Minney, whose family background is Indian-Mauritian and Swiss, said Japan has the potential to develop into an environment-conscious country. But at present, efforts to raise the low awareness level of people are too slow, she said.
“People want to support Fair Trade but they don’t know how,” Minney told The Japan Times in a recent interview, noting that was one reason that prompted her to set up a fair-trade firm in Japan.
“Japan has the potential to be one of the greenest countries,” she continued. “Japan has a highly educated population, good public transport, and people are much more self-disciplined than Westerners, so following community recycling programs, etc., is much more possible,” she said.
Minney opened the company’s first outlet in 1998 on the outskirts of Tokyo’s Jiyugaoka shopping district. In 2005, she opened another shop in the stylish Omote-sando district in central Tokyo.
Fair Trade also sells its goods via mail order and retailers that agree to sell People Tree products, while it has tied up with 50 groups of producers in 15 developing countries, including India, Bangladesh, Nepal, Peru and Kenya.
Its sales grew more than 22 times to ¥756.92 million in fiscal 2006 from just ¥34 million in fiscal 1995.
Minney also founded People Tree Ltd. in London to sell the firm’s products abroad.
Highlights of Safia Minney’s career
1982-1990 — Works for publishing and marketing business in London.
January 1990 — Moves to Japan with her husband, James.
November 1991 — Sets up Global Village, an NGO devoted to environmental protection and global cooperation.
1993 — Begins developing fair-trade products with workers in Bangladesh. Also starts mail-order business.
January 1995 — Founds and becomes president of Fair Trade Co.
March 2001 — Establishes People Tree Ltd. in London and starts mail-order business.
September 2004 — Selected as one of the world’s most outstanding social entrepreneurs by Schwab Foundation.

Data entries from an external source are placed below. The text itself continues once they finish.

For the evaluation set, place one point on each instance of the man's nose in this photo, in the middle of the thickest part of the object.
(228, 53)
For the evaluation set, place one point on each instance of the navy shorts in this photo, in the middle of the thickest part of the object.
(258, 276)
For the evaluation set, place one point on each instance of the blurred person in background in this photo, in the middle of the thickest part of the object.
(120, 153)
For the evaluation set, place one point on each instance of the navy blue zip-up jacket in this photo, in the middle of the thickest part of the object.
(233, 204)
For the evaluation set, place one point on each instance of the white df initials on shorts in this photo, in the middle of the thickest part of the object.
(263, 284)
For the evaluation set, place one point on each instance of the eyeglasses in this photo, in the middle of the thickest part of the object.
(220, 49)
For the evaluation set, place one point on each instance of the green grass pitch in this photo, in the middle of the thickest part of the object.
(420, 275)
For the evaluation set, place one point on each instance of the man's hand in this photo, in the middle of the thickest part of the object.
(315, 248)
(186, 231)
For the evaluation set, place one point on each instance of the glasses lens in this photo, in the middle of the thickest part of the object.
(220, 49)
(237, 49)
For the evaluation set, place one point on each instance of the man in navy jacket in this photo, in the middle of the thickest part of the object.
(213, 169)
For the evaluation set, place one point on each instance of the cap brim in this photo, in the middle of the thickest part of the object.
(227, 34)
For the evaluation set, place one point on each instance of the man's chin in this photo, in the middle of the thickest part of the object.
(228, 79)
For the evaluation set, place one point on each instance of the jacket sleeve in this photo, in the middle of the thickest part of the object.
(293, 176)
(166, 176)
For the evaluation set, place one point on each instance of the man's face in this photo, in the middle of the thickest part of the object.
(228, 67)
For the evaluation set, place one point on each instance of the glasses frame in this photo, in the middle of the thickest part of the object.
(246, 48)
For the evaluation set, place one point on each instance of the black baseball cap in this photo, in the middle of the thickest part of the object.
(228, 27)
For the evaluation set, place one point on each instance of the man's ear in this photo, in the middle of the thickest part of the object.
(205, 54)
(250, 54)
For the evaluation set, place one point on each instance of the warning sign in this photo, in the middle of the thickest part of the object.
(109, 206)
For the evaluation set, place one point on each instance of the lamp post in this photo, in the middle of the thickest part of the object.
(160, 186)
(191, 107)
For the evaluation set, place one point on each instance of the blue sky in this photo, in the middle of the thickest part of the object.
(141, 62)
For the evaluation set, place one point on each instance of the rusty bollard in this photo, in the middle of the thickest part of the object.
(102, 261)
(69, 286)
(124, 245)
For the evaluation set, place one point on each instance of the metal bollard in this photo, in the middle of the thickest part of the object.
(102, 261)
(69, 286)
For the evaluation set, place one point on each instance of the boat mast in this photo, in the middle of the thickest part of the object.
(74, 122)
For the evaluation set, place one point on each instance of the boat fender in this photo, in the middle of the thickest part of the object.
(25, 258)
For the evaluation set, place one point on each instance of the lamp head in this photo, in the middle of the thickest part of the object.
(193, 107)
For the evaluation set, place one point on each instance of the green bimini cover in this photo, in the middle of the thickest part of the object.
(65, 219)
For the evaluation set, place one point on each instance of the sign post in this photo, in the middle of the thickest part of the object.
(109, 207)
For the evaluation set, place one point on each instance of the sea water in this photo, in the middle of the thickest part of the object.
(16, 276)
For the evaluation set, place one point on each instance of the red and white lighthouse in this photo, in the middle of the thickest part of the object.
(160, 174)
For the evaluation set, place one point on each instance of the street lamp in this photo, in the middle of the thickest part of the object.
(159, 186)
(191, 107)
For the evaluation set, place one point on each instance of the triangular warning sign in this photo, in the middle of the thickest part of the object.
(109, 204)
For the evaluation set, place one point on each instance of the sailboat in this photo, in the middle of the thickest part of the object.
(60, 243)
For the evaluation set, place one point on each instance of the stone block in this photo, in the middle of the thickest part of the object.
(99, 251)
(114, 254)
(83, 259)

July 2007 — Among the 100 social entrepreneurs changing the world selected by the Japanese edition of Newsweek.
To attract fashion-conscious Japanese consumers, People Tree has tied up with British designers. The brand’s profile was raised in London and Tokyo when British actress Sienna Miller agreed to appear in a British fashion magazine with People Tree clothes in 2003. The brand’s image was further boosted when Vogue’s Japanese edition featured People Tree and fair-trade fashion in 2007.
Minney’s idea of producing stylish fair-trade products comes from her experience in London when she first visited a fair-trade shop when she was 18, she said.

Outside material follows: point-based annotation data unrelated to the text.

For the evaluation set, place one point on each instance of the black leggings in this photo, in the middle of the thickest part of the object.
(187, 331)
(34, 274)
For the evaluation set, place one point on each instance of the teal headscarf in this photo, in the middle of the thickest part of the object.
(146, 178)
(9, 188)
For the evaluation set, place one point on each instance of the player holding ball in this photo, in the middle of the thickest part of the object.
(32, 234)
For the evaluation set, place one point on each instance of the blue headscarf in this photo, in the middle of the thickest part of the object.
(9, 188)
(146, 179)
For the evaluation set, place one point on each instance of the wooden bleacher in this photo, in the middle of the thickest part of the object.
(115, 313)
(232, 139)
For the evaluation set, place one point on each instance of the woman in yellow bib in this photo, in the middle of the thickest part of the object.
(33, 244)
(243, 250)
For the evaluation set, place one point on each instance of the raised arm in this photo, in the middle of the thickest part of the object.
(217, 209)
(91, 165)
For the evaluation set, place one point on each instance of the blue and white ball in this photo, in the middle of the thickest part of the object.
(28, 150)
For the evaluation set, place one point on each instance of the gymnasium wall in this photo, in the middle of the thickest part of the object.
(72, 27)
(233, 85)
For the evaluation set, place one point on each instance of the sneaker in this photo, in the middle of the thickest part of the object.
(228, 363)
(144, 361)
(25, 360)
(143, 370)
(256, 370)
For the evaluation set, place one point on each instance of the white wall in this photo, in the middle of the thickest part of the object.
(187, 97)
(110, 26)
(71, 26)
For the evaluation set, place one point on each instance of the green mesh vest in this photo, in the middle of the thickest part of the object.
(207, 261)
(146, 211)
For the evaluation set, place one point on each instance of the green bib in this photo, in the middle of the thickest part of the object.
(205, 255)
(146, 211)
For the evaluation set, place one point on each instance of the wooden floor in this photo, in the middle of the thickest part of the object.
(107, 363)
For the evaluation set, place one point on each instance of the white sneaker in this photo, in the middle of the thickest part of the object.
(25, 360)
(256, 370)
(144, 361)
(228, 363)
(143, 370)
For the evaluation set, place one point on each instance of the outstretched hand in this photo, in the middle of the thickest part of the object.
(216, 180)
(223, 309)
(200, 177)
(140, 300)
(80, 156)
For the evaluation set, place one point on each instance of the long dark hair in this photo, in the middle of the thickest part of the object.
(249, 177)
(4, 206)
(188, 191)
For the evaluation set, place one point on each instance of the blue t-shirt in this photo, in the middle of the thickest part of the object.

Very much aware of the trend of consumerism in Britain, Minney was attracted to fair-trade accessories and handicrafts, but not satisfied with the designs.
“I bought fair-trade products at a shop in London because I wanted to support fair trade. But then after a while, I thought the products could be better,” Minney said.

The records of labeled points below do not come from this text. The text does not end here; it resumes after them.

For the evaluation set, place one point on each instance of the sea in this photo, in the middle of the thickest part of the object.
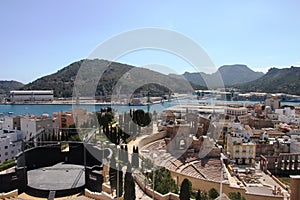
(40, 109)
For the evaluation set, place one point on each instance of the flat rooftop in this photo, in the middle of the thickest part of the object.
(57, 177)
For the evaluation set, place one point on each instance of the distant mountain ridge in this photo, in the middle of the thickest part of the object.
(286, 80)
(229, 74)
(62, 82)
(7, 86)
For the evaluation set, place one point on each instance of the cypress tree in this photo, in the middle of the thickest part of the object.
(113, 173)
(120, 183)
(185, 190)
(129, 185)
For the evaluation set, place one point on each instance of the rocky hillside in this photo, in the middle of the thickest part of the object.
(230, 74)
(285, 80)
(7, 86)
(126, 76)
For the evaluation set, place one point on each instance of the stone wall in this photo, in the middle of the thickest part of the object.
(152, 138)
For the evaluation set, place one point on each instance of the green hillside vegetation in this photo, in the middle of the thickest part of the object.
(7, 86)
(62, 82)
(285, 80)
(229, 74)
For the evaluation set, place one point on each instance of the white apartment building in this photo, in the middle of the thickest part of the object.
(10, 144)
(286, 115)
(238, 145)
(32, 125)
(295, 144)
(31, 95)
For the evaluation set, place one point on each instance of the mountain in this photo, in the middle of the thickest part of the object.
(286, 80)
(230, 74)
(235, 74)
(7, 86)
(116, 77)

“I was working for a design magazine at that time. So I felt the products could be more attractive and better designed,” she said.
Her idea became reality after she moved to Japan in 1990 amid the country’s bubble economy of booming land and stock prices.
Her idea of running fair-trade stores and supporting producers in Asia and Africa originated during a two-month backpacking trip to those areas when she was 22 and was shocked to find that big-name companies were taking land away from fishermen and small-scale farmers to build tourist resorts and power plants.
However, Minney soon realized that managing the fair-trade shops was more difficult than she had expected. Indeed, her company’s profit has been less than 1 percent of sales for the last five years.
“Running People Tree, I understand that it is very difficult to work with people in very rural areas of the developing world. To make well-designed good-quality products, you need a team of dedicated design and technical people,” Minney said, adding that her company has 20 such experts in Tokyo and London. “So Fair Trade is a very expensive process.”
Yet, Minney thinks selling handmade clothes, instead of food, is important because it involves various layers in the manufacturing process and creates more jobs for local-level workers.
For example, coffee is imported into the country as green beans, and all the roasting and packaging is done in Japan. But when it comes to clothing, the process employs workers ranging from organic cotton farmers to hand weavers and printers.
Minney flies to farming villages and jointly develops handicrafts with local producers. On average, as much as 20 percent of the proceeds on People Tree products go to producers.
Minney said a big problem in Japan is that there is too little mass media focusing on environmental and social issues.
She also pointed out a lack of government support for fair trade in Japan. One of the reasons Britain has the biggest fair-trade market in the world has been the government’s support, she said.
“The Japanese government needs to support fair trade with more development education for the public and grants to support technical assistance to small-scale producers,” she said.
In this occasional series, we interview entrepreneurs whose spirit may hold the key to a more competitive Japan.